I guess morphine makes the pain go away.  I imagined him ingesting the black liquid and then just peacefully slipping away to the place that would lead him home. But it wasn't like that.  He fought his end and even in a comatose state I saw desperation in his eyes.  He laid writhing and grunting animal sounds that would scare the bravest man, which I certainly was not one.  They were like the fits of a caged animal.  They came and went, sometimes violently, as the long hours passed.  He was there in his living room on display like some dying king for all his subjects to see and pay tribute too.  I guess I kind of felt like I was there worshiping him that way.  As I watched him my mind relived moments from my life that he was a part of.  I could see him there as a young man, my daddy, baring rough features and a sometimes gentle demeanor.  I could hear his voice telling me some story I'd ask him about.  I so loved talking with him about anything or nothing at all.  Then I could see his aging, drunken face as I tried to plead with it to stay or just say a kind word.  Then I saw the apologetic man who would show up trying with one hand to keep a hold of the hat his prideful other was trying to throw across the room.  How he must have struggled with himself about the shame of it all.  And then I saw an old man with gray hair and a wrinkled, weathered face that still looked like my father but somehow like me too.  That old man tried to love me, especially at the end.  I recalled some of our last conversations, where he told me of the cancer's toll and that he wasn't yet sure if we needed to have a difficult face to face.  Seeing him there on his death bed I knew he'd lied to me about that.  It hurt me to know he didn't have the courage to tell me it was time to think about saying our goodbyes to each other. Today I feel differently about it though.  My father was an optimist so how could he have known that he'd lose this fight?  I have to believe he didn't because the dying man in front of me wouldn't have wanted those images to be my last of him.  I believe he had courage to fight for his final breaths, even if not for my final goodbye.  But that was always his way. That was my father too, selfish to the end.

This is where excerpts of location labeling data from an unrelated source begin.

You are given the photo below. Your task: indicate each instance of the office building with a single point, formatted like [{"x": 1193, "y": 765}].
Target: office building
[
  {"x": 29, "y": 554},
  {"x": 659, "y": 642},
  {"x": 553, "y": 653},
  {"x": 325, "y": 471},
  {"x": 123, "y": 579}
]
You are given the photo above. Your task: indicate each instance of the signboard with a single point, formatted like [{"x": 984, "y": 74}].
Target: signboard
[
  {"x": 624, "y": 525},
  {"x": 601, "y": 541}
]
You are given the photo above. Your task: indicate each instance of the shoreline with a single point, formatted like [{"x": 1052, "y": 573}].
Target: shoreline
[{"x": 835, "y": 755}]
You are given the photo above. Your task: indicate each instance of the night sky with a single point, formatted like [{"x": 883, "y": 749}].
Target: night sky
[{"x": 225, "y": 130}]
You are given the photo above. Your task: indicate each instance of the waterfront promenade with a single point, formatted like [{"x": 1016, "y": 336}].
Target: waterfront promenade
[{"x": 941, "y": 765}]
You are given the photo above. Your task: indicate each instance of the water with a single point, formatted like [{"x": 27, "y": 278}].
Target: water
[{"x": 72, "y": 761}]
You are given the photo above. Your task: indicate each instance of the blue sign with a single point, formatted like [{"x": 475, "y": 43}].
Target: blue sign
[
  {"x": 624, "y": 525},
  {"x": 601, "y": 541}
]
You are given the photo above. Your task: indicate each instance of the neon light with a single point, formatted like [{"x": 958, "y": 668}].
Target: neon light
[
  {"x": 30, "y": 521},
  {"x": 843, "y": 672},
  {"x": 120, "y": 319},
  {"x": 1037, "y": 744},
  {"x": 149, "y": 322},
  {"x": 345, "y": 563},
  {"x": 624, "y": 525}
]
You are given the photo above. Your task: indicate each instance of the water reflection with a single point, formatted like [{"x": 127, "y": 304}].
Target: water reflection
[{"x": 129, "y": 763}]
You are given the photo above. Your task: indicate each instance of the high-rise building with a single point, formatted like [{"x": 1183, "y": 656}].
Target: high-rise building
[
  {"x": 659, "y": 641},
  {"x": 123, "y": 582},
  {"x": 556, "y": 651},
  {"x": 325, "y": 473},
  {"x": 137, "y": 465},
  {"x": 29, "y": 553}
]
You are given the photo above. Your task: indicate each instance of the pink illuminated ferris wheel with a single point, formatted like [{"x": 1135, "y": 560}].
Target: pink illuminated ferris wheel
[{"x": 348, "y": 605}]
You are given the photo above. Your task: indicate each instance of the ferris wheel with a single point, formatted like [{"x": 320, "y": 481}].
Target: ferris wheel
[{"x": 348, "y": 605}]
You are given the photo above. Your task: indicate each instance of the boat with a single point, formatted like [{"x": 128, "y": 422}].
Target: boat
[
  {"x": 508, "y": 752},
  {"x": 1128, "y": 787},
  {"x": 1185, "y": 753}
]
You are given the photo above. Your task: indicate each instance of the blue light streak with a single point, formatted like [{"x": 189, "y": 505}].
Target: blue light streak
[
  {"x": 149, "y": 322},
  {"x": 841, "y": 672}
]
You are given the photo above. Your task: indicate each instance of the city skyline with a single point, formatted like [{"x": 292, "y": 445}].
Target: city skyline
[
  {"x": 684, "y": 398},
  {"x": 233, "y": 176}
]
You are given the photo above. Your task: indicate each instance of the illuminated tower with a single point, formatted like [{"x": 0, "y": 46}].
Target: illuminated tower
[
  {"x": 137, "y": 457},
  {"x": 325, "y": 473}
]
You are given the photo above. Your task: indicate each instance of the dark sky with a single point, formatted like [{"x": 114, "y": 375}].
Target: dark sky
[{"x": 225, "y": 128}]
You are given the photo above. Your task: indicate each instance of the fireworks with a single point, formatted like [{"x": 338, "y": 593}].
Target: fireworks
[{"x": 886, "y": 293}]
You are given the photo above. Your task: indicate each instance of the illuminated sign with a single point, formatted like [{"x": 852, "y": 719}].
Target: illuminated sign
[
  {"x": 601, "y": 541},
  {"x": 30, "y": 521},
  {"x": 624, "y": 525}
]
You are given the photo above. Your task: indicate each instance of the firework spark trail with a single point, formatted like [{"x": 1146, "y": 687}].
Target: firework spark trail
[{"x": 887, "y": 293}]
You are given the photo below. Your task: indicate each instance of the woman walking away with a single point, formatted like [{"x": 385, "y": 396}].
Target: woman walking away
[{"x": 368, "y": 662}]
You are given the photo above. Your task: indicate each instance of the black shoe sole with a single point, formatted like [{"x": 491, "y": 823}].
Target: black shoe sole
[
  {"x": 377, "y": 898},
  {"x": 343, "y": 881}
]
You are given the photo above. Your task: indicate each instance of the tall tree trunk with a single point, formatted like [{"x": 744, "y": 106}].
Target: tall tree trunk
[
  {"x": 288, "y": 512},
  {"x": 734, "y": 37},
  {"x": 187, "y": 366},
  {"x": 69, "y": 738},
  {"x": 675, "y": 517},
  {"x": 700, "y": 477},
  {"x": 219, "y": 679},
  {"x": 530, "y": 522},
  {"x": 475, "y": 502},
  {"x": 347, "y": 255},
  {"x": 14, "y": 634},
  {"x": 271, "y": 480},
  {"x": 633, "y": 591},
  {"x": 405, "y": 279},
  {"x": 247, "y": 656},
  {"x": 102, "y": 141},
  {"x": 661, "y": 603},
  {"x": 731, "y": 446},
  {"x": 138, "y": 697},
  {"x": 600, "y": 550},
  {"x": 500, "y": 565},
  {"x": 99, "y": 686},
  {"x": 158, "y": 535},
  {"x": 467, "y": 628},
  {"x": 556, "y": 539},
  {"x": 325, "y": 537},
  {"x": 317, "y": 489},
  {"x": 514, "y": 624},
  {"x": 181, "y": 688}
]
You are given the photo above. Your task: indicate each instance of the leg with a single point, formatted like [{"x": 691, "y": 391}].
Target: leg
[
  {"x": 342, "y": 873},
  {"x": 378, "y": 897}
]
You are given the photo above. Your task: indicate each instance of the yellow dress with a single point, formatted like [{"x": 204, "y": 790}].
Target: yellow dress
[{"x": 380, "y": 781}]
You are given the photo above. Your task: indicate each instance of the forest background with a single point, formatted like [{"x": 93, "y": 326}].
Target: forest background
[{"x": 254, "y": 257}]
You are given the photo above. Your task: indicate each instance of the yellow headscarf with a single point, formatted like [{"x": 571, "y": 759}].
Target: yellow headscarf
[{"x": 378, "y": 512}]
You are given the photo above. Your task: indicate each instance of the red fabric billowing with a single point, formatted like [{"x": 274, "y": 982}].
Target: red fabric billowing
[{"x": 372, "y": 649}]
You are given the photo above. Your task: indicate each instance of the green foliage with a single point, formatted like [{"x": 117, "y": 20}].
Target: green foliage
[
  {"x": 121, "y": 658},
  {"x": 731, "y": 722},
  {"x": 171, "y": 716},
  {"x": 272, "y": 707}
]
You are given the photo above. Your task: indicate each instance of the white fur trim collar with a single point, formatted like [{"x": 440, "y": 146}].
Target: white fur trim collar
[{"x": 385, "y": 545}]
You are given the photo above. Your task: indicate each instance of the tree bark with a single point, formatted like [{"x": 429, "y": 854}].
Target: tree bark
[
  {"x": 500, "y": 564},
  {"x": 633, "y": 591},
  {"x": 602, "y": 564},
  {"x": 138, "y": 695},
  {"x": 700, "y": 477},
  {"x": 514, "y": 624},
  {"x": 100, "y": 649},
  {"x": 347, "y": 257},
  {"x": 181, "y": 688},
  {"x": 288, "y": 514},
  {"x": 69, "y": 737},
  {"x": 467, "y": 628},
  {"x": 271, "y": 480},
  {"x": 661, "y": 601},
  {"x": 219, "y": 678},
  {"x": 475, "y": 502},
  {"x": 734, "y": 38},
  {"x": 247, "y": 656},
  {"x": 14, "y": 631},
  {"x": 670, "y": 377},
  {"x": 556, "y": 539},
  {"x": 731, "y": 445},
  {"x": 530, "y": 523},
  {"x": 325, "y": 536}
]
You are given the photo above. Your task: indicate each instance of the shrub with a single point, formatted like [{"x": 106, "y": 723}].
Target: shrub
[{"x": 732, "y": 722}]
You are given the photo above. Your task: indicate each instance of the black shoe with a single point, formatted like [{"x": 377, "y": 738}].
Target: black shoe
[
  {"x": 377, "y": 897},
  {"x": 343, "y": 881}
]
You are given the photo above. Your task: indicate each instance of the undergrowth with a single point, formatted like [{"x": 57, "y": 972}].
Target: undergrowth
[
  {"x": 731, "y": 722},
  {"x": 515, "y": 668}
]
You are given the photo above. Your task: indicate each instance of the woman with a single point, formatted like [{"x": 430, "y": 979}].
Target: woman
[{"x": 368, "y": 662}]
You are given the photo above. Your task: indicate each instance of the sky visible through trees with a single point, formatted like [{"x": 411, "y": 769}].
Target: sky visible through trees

I sat with him several times watching him fight.  The sound of his breathing beat the air like a war drum, and then it faded to almost nothing.  He would take shallow, quick breaths and then deep gulps of life, followed by long moments of silence.  His chest wouldn't move for what seemed like minutes and minutes.  And then he'd breathe again letting us know he wasn't ready to go yet.  Even though he was laboring I hoped that what I was seeing was his metaphysical struggle and that there wasn't much actual pain.  I administered morphine several times trying my best to see to that.  I bet he liked that blissful state.  I imagined he was seeing golden colored skies and high Texas plains of green grass and mossy oaks.  Or maybe he was adrift on the dark blue sea he seemed to love so.  Or perhaps he was visiting with his God and getting instructions for the salvation I know he received.  That's a conversation I think he would have enjoyed and have taken his sweet time concluding.

It took about twenty four hours, and the span of my lifetime, for him to go.  No more fighting, no more life to summon strength for.  No more oceans to drift or desert expanses to wander.  He let out one last long breath and then never inhaled again.  My hero, my tormentor, and the greatest mystery of my life was gone.  My father was finally dead.